By Hovannes Shoghikian
A candidate of Prime Minister Serzh Sarkisian’s Republican Party of Armenia (HHK) won a weekend repeat parliamentary election, solidifying its control over the National Assembly.

According to official election results, businessman Khachik Manukian garnered 44.2 percent of the vote in a single-mandate constituency in central Armenia, defeating two other pro-establishment candidates and a prominent opposition leader.

Manukian had already been narrowly elected from the electoral district No. 15 during the May 12 nationwide parliamentary elections amid allegations of massive vote rigging made by Mnatsakan Mnatsakanian, his main rival and the mayor of the local town of Talin. The outcry led the HHK leadership to force Manukian to renounce his parliament mandate. The vote was re-run as a result.
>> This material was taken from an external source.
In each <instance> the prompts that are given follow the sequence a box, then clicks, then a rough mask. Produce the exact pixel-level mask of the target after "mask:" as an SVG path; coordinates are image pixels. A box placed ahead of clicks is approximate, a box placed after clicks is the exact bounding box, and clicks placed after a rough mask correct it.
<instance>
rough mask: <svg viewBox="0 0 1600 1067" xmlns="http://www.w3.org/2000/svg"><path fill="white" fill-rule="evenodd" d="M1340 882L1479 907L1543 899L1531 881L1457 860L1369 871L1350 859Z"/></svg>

The official vote results released on Monday showed Mnatsakanian coming in second with 27.7 percent of the vote. Mnatsakanian was endorsed by the Prosperous Armenia Party, one of the two junior partners in the HHK-led governing coalition.

The other coalition partner, the Armenian Revolutionary Federation (Dashnaktsutyun), also contested the repeat election. Its candidate, Gurgen Shahinian, finished third with about 20 percent.
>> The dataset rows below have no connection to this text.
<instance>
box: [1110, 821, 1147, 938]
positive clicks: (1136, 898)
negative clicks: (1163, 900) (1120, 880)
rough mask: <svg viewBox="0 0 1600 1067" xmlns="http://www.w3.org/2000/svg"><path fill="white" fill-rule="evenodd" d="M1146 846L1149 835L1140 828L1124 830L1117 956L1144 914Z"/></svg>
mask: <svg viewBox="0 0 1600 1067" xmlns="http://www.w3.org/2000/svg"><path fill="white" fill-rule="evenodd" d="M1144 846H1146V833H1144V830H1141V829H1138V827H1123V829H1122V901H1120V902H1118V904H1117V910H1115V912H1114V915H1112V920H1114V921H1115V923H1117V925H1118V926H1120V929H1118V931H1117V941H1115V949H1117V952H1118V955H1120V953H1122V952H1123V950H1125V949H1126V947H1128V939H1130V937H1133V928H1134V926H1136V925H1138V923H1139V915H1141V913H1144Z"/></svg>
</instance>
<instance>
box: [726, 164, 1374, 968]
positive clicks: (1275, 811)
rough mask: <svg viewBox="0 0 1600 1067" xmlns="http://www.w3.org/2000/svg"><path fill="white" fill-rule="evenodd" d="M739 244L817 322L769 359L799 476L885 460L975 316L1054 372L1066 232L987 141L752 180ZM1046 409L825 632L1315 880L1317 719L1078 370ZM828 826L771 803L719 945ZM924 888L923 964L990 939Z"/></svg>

Both Mnatsakanian and Shahinian conceded defeat and said they will not challenge the election outcome. Still, in separate interviews with RFE/RL, they both complained that the HHK candidate heavily relied on so-called “administrative resources” which are widely believed to have greatly helped his party score a landslide victory in the May 12 polls.

Opposition leader Raffi Hovannisian, another major candidate who was shown winning only 3.4 percent of votes, called the election deeply flawed but still congratulated Manukian. “The election process was fundamentally unfree and unfair, with a variety of government levers and resources being applied to voters in inappropriate and often unlawful fashion,” Hovannisian said in a statement. “Hopefully, Armenia's leaders will discharge their responsibilities with greater integrity and legality in the future.”
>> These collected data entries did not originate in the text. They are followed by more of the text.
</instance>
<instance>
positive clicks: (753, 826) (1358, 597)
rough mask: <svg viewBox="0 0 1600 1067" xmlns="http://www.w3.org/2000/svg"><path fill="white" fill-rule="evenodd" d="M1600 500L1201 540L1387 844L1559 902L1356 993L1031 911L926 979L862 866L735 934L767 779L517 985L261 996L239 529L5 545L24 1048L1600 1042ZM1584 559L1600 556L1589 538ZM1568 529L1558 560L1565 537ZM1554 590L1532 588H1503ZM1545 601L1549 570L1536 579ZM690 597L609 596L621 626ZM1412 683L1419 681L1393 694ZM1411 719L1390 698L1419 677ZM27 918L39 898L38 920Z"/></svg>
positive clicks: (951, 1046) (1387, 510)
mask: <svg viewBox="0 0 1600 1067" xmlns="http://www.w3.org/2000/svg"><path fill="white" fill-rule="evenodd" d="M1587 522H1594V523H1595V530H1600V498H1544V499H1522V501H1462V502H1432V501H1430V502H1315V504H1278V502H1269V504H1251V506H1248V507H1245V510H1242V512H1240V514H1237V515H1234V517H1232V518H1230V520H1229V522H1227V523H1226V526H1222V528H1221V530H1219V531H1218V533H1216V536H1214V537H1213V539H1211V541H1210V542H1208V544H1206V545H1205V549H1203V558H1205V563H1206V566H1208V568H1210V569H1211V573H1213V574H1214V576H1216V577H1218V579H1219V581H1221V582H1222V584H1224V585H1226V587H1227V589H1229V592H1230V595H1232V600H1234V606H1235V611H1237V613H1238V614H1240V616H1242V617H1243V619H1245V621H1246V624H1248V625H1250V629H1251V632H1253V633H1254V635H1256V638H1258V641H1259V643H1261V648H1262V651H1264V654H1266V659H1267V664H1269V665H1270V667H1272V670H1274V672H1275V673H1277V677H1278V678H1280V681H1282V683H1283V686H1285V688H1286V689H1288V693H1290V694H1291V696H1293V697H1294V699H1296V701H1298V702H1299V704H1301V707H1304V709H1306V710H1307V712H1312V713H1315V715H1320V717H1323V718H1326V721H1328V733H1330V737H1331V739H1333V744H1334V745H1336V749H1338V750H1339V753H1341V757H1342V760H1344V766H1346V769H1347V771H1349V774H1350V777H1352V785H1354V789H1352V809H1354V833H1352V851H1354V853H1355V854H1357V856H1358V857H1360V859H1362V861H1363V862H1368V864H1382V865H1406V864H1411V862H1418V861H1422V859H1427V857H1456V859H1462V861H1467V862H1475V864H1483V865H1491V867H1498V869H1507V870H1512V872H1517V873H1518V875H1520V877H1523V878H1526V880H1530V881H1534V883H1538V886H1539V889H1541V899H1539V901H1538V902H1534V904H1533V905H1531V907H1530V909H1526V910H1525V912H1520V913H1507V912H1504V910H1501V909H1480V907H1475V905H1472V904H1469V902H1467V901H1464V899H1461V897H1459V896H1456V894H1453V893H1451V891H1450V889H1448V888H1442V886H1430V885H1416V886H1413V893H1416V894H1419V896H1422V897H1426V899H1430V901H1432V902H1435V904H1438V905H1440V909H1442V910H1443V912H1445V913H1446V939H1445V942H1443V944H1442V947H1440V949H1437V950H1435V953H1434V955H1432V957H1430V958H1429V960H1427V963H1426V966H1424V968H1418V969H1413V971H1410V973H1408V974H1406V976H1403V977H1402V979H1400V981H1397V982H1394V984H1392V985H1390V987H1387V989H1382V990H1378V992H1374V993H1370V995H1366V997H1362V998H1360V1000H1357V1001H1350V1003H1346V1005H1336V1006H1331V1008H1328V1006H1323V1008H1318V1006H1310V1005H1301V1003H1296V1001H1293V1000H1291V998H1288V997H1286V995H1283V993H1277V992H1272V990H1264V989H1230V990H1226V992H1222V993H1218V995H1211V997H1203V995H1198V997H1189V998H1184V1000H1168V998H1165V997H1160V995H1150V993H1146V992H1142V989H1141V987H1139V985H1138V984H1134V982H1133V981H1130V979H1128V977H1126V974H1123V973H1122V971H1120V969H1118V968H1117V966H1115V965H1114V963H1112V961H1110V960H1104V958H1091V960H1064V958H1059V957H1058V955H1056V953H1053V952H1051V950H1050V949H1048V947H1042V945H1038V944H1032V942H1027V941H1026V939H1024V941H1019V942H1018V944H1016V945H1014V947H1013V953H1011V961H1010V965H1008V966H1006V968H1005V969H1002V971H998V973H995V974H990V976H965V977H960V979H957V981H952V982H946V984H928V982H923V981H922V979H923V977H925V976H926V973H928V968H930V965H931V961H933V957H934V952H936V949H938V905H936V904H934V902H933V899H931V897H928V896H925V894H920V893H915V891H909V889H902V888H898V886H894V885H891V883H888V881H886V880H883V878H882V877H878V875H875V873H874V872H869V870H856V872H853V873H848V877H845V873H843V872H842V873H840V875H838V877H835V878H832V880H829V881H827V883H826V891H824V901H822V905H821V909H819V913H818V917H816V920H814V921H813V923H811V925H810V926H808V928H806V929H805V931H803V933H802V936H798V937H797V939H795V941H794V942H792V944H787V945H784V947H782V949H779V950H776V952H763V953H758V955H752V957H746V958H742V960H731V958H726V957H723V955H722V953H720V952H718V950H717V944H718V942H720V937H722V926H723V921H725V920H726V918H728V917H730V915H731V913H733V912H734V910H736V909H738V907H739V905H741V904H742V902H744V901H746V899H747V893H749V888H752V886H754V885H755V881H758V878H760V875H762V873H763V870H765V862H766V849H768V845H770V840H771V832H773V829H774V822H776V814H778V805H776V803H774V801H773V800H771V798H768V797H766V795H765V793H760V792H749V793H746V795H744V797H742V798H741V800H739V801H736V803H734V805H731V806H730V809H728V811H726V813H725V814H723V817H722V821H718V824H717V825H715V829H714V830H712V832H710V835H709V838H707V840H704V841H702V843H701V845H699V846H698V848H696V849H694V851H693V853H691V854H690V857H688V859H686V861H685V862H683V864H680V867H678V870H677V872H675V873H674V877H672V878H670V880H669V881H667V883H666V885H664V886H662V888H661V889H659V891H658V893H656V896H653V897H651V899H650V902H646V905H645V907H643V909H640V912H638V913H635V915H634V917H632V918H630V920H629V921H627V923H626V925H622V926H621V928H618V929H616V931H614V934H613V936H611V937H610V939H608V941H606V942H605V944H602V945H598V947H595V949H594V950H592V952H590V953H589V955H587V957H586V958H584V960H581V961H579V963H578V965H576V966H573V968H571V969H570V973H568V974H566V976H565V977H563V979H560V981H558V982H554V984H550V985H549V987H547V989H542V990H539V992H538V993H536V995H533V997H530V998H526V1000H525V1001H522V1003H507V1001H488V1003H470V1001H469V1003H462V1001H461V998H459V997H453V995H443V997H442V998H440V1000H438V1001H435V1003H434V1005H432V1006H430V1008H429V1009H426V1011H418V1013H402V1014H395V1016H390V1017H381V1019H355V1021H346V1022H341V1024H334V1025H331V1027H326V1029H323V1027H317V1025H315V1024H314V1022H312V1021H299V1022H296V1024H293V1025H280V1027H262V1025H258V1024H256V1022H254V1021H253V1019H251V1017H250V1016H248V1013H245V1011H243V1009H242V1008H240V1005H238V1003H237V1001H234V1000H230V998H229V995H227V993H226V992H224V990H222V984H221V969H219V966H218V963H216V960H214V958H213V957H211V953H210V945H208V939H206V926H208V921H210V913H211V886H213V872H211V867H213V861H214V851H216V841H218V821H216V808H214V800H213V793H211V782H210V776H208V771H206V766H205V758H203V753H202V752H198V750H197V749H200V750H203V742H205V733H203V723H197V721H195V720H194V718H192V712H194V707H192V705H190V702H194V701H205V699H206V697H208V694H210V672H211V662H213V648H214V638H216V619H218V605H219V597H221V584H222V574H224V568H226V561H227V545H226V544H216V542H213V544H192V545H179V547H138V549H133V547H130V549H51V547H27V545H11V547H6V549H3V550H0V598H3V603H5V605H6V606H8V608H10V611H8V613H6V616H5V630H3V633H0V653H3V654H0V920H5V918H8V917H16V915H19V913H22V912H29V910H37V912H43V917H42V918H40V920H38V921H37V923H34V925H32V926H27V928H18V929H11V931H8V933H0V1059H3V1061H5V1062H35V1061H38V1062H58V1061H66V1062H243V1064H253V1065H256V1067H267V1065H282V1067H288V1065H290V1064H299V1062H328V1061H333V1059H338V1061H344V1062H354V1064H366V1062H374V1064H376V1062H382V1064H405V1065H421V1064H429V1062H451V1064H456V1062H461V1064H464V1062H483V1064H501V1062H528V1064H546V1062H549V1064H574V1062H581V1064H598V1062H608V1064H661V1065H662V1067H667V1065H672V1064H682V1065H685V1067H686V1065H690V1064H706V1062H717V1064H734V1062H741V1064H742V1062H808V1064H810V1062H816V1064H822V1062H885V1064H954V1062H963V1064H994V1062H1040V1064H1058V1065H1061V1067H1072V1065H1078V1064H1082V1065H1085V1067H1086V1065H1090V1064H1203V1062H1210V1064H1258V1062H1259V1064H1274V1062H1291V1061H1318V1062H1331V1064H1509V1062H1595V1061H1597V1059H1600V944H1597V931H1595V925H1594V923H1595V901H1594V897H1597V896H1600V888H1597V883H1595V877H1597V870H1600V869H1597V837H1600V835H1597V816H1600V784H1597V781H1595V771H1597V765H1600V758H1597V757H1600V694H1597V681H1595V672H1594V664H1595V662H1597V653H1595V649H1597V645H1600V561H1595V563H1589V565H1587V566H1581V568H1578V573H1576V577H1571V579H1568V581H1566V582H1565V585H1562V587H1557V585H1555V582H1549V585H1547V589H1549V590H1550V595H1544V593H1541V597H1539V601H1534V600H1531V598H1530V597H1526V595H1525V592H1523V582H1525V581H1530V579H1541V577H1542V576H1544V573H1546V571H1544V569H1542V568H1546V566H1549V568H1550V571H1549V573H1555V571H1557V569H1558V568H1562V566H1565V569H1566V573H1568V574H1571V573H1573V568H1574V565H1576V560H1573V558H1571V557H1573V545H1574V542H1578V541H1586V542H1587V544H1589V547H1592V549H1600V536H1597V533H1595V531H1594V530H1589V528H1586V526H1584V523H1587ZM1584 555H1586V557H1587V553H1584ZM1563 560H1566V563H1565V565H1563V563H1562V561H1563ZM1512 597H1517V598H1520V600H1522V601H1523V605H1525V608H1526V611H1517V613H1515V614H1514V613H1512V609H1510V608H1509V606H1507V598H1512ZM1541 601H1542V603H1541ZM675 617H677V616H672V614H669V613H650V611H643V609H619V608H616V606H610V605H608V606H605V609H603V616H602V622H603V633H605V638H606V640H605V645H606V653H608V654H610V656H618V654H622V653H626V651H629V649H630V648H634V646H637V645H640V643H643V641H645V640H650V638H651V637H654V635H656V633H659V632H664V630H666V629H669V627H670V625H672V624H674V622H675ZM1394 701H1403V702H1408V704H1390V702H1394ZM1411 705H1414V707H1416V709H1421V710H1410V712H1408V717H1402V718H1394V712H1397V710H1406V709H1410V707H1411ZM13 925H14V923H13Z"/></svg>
“In the interim, I congratulate Mr. Manukian and wish him well in the service of his constituents from the 15th district,” he added.

The ballot was found to be largely democratic by election-monitoring organization It’s Your Choice, which claimed to have deployed observers in all of the constituency’s 84 polling stations. “There were some shortcomings,” its chairman, Harutiun Hambarstumian, told RFE/RL. “But they could not have affect the election results.”

Not all local observers agreed, however. One of them, representing a non-governmental youth organization, monitored Sunday’s voting in Manukian’s native village of Mastara, also part of the constituency. According to Ashot Ghazarian, Manukian’s loyalists openly agitated for the HHK candidate despite a legal ban on any campaigning on polling day.

In another local village, Ujan, the chairwoman of the precinct election commission, Gyulnara Melkonian, alleged harassment by local residents sympathetic to Shahinian and called in police. Melkonian claimed that they became “aggressive” after she thwarted their attempts to win the Dashnaktsutyun candidate extra votes by illegal means.

Manukian’s victory raises to 65 the number of seats officially held by the HHK in Armenia’s 131-member parliament. Sarkisian’s party is also assured of the backing of several ostensibly independent lawmakers, giving it an absolute majority in the National Assembly.